Written by: Felicia Sanders
Should Adventists teach their children to believe in Santa? It’s a tricky question to answer. No, I don’t think that as Christians we should teach our children to believe in a magic man who comes down the chimney with gifts; it rings true of spiritualism. But more importantly, it takes away from the true meaning of Christmas.
Though we don’t know the date of Christ’s birth, as Christians, Christmas reminds us of the sacrifice He made to come to this world in a humble servant’s body, being born as a human. Christmas also has an overarching theme of love, family and giving. The traditional American understanding of Santa takes away from that spirit of selflessness and giving. If we teach our children to believe in Santa, we take away the chance to instead teach them the true blessing of Christmas.
Santa also seems to be a means of getting children to behave around the holidays, at least here in America, where bad children are said to receive coal instead of presents. I think there are better ways to teach our children to behave, one of which would include showing them how much of a blessing it is to give rather than to receive.
I also realize Santa comes in many forms worldwide. Because my mother is German, I always learned about Saint Nicholas, who leaves little gifts in children’s boots by the front door –– but that’s based on a true story. Although the legend of Santa varies a bit from country to country, his role of visiting sleeping children and leaving presents tends to be a common thread throughout.

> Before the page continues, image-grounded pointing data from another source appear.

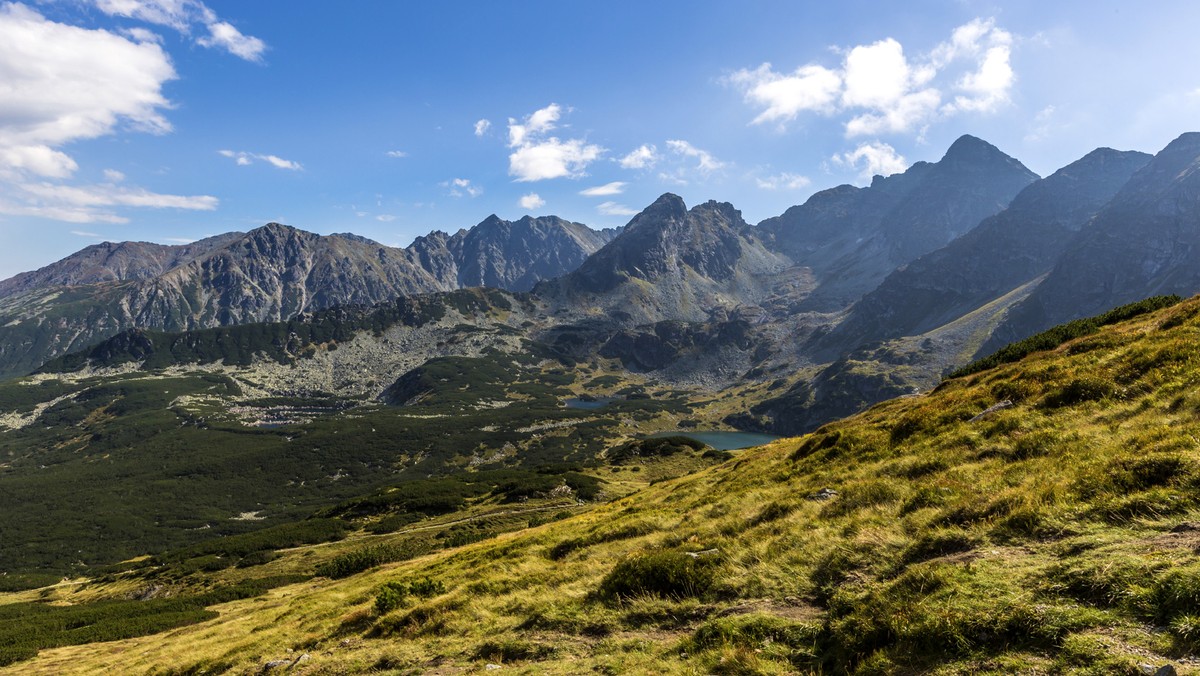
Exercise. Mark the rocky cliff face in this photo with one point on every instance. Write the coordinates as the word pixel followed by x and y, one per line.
pixel 1003 252
pixel 269 274
pixel 671 263
pixel 113 262
pixel 905 216
pixel 516 255
pixel 1145 241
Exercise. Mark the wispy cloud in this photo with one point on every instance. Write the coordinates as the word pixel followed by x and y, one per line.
pixel 538 156
pixel 706 162
pixel 186 16
pixel 615 187
pixel 613 209
pixel 873 159
pixel 245 159
pixel 883 90
pixel 532 201
pixel 783 181
pixel 460 187
pixel 642 157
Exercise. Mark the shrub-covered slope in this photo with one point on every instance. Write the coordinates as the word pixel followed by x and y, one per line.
pixel 1041 516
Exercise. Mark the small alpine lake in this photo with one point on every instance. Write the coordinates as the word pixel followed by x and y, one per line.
pixel 721 440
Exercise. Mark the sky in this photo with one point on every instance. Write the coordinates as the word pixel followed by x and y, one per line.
pixel 171 120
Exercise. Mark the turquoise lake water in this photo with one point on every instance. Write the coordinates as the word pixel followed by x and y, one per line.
pixel 724 441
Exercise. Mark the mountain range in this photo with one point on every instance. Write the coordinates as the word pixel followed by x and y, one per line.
pixel 265 413
pixel 858 294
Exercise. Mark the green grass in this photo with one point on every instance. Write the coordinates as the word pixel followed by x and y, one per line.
pixel 1057 536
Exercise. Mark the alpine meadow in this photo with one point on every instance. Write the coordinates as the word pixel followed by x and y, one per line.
pixel 787 339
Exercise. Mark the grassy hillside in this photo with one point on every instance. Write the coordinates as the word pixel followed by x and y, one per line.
pixel 1057 534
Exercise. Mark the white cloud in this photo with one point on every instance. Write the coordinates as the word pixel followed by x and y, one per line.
pixel 613 209
pixel 873 159
pixel 883 91
pixel 532 201
pixel 1042 124
pixel 245 159
pixel 142 35
pixel 225 35
pixel 537 156
pixel 706 162
pixel 543 120
pixel 459 187
pixel 875 75
pixel 117 196
pixel 784 96
pixel 93 203
pixel 183 16
pixel 615 187
pixel 64 83
pixel 783 181
pixel 642 157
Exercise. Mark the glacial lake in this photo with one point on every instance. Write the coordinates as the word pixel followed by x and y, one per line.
pixel 586 405
pixel 723 441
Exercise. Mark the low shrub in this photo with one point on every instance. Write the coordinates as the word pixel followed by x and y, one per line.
pixel 669 574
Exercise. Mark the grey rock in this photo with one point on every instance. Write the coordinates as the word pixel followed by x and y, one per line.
pixel 991 410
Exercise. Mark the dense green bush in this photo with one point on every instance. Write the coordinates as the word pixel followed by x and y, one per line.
pixel 670 574
pixel 1057 335
pixel 349 563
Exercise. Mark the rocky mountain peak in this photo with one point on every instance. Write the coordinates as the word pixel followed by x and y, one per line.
pixel 666 209
pixel 724 211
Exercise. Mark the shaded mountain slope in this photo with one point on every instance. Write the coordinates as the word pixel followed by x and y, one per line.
pixel 672 263
pixel 1001 253
pixel 269 274
pixel 927 210
pixel 928 534
pixel 1145 241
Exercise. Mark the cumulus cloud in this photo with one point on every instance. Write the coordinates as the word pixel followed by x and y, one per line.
pixel 783 96
pixel 63 84
pixel 225 36
pixel 885 91
pixel 783 181
pixel 184 16
pixel 532 201
pixel 706 162
pixel 642 157
pixel 460 187
pixel 615 187
pixel 613 209
pixel 245 159
pixel 93 203
pixel 538 156
pixel 871 159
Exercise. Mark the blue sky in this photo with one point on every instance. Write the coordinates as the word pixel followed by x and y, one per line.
pixel 168 120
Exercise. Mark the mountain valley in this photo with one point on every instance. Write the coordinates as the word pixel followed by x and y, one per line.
pixel 279 419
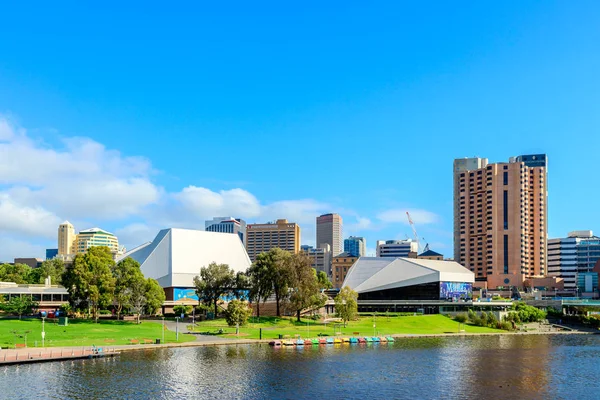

Parents might consider teaching children of the myth of Santa Claus so that they can understand why their peers are so excited about Santa. We can also teach children why many Christians choose not to believe in Santa: to direct a focus on Jesus, the true gift to us all.
Parents could also consider giving their children a brief history lesson on the origins of Santa. Just like Halloween, Santa originates from another tradition as well. In about 280 A.D., a man called Saint Nicholas was said to be very loving and pious. He would go around leaving goodies like nuts and oranges in poor and needy children’s stockings, which were left out to dry on hooks (thus our Christmas stocking tradition). He gave to children in orphanages, as well as all those in need whom he could help.
This, I think, is a much better tradition to teach our children about because the focus is less on what was received and more about what was given. Christmas should be a time of giving love and receiving the blessing in that.